Letters for March 3, 2005

Kudos to Kris
Re “Small town, big culture” (RN&R, Cover story, Feb. 17)

Year of the Rooster happy new year’s greetings, and thanks for your support of the arts in Northern Nevada. I read Kris Vagner’s article on Fallon/Kirk Robertson and Valerie Serpa with admiration and delight that the region now has such a terrific arts writer. Thank you!

Jon Winet
Iowa City, Iowa

Beatles descended from Quarrymen
Re “In the fossil record?” and “What about newts?” (RN&R, Letters, Jan. 20)

I am writing in response to two letters you published against evolution: “In the fossil record?” and “What about newts?".

The first letter asks where bats, turtles, cats and cacti came from. Bats obviously came from small rodent-like mammals that developed skin over enlarged hands to be able to fly. [A guess about] turtles is easy—reptiles not given to speed that were in need of protection.

Cats developed in an environment of little water, judging by the strength of their urine, and having small creatures for food rather than the large ones that supported saber-toothed tigers and the like. I rather imagine chaparral-type environments for early cats.

Cacti are members of the rose family, which shows what little water and much sun can do. Roses in more temperate climes include a lot of fruit trees. Of course, the garden rose shows centuries of breeding by people. The original rose had five petals, and that’s how its relatives are recognized today.

To give a modern example of evolution, today’s rattlesnake doesn’t [always] rattle. What happened? So many that rattled died without sufficient issue during the six-gun era that the ones that reproduced tended to be silent. Of course, they still have the diamondback pattern and other characteristics.

It is a comforting notion from childhood that the rattlesnake rattles, but that’s not true now. So many wondrous things have been discovered in science that religious sense ought to be tied to admiration of God’s deeply creative work—but not in school.

In school, but not in science class, a student should learn creation stories of Hindu, Buddhist, Judeo-Christian and Native Americans. That would give an appreciation of symbolic and mythological uses of the mind. This should satisfy religious fundamentalists without compromising science or separation of church and state.

Jennifer Reid

Give me money
Re “Lucky Larry’s state budget surplus” (RN&R, View from the Fray, Jan. 27)
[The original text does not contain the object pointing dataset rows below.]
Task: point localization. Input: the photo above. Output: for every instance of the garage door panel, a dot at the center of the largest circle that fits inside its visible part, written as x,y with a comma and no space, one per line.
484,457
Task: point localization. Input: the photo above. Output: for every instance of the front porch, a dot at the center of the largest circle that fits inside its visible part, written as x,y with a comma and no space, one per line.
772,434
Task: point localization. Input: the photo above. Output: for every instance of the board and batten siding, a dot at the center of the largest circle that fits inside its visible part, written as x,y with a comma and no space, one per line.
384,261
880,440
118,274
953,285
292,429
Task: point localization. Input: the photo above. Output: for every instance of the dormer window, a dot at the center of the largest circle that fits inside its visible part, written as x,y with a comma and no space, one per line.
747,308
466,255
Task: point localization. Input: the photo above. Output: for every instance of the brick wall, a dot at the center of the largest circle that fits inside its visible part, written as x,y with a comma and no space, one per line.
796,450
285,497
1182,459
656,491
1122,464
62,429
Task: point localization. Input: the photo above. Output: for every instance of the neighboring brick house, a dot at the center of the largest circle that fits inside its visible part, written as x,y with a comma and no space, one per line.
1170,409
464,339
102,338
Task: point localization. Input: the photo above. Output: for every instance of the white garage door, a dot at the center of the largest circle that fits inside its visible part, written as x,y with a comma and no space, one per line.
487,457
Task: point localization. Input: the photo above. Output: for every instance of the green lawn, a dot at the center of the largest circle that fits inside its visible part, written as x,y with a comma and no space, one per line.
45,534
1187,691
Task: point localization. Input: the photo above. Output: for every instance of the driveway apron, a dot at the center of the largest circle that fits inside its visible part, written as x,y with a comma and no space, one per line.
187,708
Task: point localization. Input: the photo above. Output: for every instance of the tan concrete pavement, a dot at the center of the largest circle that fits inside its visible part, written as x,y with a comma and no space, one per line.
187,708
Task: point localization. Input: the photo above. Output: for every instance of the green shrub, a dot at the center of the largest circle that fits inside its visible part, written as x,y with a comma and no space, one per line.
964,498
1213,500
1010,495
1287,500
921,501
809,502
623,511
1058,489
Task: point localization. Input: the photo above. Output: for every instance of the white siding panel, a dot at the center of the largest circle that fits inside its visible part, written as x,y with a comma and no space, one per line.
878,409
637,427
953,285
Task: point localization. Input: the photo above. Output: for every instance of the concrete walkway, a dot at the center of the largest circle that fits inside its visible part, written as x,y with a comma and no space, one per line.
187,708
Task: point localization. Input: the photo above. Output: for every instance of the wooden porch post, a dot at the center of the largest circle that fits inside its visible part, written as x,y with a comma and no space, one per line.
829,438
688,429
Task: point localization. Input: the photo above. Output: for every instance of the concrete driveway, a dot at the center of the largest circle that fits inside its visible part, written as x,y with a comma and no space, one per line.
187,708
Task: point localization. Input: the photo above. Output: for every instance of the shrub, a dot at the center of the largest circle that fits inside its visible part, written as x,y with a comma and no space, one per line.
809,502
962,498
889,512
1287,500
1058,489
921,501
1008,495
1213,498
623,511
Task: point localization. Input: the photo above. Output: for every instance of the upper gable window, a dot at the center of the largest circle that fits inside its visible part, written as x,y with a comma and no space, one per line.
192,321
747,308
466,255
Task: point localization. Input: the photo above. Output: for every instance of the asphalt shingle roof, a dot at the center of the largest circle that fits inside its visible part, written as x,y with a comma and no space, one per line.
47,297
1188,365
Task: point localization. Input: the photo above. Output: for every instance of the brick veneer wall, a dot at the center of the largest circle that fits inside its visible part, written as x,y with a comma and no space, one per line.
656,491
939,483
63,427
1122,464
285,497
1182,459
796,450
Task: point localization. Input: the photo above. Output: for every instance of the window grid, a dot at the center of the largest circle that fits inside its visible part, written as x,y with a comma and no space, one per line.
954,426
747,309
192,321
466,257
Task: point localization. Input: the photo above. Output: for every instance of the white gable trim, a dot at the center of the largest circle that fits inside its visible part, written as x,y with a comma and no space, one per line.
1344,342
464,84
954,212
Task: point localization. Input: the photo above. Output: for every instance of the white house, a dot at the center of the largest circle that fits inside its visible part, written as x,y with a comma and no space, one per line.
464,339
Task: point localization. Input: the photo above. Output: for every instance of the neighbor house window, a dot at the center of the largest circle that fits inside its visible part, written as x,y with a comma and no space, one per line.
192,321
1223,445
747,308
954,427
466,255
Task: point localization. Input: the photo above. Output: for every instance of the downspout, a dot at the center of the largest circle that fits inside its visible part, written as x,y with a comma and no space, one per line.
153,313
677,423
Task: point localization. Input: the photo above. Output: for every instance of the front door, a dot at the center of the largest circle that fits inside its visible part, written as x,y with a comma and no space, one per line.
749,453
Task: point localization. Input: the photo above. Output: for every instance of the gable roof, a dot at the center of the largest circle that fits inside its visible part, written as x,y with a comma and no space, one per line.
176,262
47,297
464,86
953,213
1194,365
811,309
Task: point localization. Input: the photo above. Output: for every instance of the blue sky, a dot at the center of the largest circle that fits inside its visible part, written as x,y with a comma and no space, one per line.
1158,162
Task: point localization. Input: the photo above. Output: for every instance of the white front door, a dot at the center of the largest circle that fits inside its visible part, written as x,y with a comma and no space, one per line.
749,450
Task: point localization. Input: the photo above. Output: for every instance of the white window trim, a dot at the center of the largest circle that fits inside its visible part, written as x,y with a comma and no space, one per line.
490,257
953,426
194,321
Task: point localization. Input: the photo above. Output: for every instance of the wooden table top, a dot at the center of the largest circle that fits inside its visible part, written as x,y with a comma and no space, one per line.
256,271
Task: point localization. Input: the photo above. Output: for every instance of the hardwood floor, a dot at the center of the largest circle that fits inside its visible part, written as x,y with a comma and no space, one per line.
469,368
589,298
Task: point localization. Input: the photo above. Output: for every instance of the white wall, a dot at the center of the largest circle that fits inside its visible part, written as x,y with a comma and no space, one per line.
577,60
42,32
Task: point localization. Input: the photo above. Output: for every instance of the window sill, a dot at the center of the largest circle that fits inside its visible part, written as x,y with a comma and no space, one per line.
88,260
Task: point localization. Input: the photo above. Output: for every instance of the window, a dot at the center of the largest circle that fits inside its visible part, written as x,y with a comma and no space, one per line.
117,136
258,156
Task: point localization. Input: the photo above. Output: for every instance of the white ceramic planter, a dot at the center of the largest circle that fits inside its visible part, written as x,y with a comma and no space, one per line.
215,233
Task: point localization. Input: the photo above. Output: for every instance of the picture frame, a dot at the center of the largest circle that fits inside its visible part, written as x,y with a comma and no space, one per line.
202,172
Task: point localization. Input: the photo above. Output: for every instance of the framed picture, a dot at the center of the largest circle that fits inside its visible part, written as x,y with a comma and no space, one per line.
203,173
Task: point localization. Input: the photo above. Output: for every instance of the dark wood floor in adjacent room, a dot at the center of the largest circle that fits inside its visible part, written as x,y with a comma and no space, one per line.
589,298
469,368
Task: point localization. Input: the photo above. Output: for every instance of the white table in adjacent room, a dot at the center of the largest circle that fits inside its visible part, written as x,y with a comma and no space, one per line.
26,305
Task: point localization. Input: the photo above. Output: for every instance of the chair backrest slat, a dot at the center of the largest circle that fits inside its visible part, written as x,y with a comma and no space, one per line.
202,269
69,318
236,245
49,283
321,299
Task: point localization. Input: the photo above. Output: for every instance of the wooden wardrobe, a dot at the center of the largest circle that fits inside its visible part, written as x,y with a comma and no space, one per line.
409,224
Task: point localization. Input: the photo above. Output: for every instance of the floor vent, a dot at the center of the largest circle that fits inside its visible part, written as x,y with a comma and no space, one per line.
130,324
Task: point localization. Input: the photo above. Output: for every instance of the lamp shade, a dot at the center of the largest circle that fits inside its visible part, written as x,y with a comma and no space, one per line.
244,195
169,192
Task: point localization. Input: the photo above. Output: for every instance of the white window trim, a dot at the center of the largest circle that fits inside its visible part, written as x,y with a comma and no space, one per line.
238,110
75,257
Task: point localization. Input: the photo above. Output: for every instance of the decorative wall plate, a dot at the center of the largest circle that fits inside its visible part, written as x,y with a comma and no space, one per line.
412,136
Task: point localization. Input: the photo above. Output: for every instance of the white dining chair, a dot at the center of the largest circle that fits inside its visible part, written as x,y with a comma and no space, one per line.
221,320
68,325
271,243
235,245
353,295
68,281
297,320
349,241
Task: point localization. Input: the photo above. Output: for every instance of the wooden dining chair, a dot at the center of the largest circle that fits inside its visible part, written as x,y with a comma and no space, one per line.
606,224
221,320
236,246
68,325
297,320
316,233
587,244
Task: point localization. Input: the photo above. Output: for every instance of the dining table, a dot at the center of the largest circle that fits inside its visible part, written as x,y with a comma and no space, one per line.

Gov. Kenny Guinn is right in proposing to return excess taxes to the citizens who paid them instead of letting unions and other special interests wrap their tentacles around it. What a boon to the Nevada economy for all this money sloshing around the pockets of consumers! We should vote out of office any legislator who opposes this proposal or tries to water it down.

Larry Parr
via e-mail

Don’t trust the government
Reading about conservatives chanting outside Sen. Rick Santorum’s town hall meeting was refreshing. The people chanting were at least telling the truth about the goals of the Republican plan for Social Security: They want the program to go away.

The use of the words “investment” and “reform” by conservatives is the ultimate lie. Removing money from the trust-fund income to allow private accounts won’t help Social Security or seniors in any way. It will bring about a fiscal crisis very soon, and the president knows that. Gen Xers and baby boomers, watch your wallets! Don’t allow your representatives to touch the trust fund or divert payroll taxes for individual gambling. It will only increase the deficit and make our children poorer than you can imagine.

Regis Leiss

Freedom from war
In his inaugural address, President Bush voiced a strong commitment to spreading freedom and democracy around the world. If the president truly supports freedom from oppression for all individuals, he should send our law enforcement officers into the homes of all American women who are victims of domestic violence. He could authorize law enforcement to set up surveillance on all homes where a strong suspicion of domestic violence exists. He could even authorize police to arrest suspected abusers before they commit their next abuse. Why don’t we do these things? We believe in liberty—even if it allows some to choose suffering.

As President Bush pointed out in his speech, to be free, people must choose to be free. In invading Iraq, he violated his own beliefs about the nature of freedom. While many in Iraq desired liberty, they had neither chosen to seek it nor democracy.

To the oppressed in the world, there are many ways friends, neighbors and allies can offer non-violent encouragement and support for choosing liberty. Once we impose freedom on the unwilling or undecided, we deprive them of the kind of choice that is the very essence of liberty.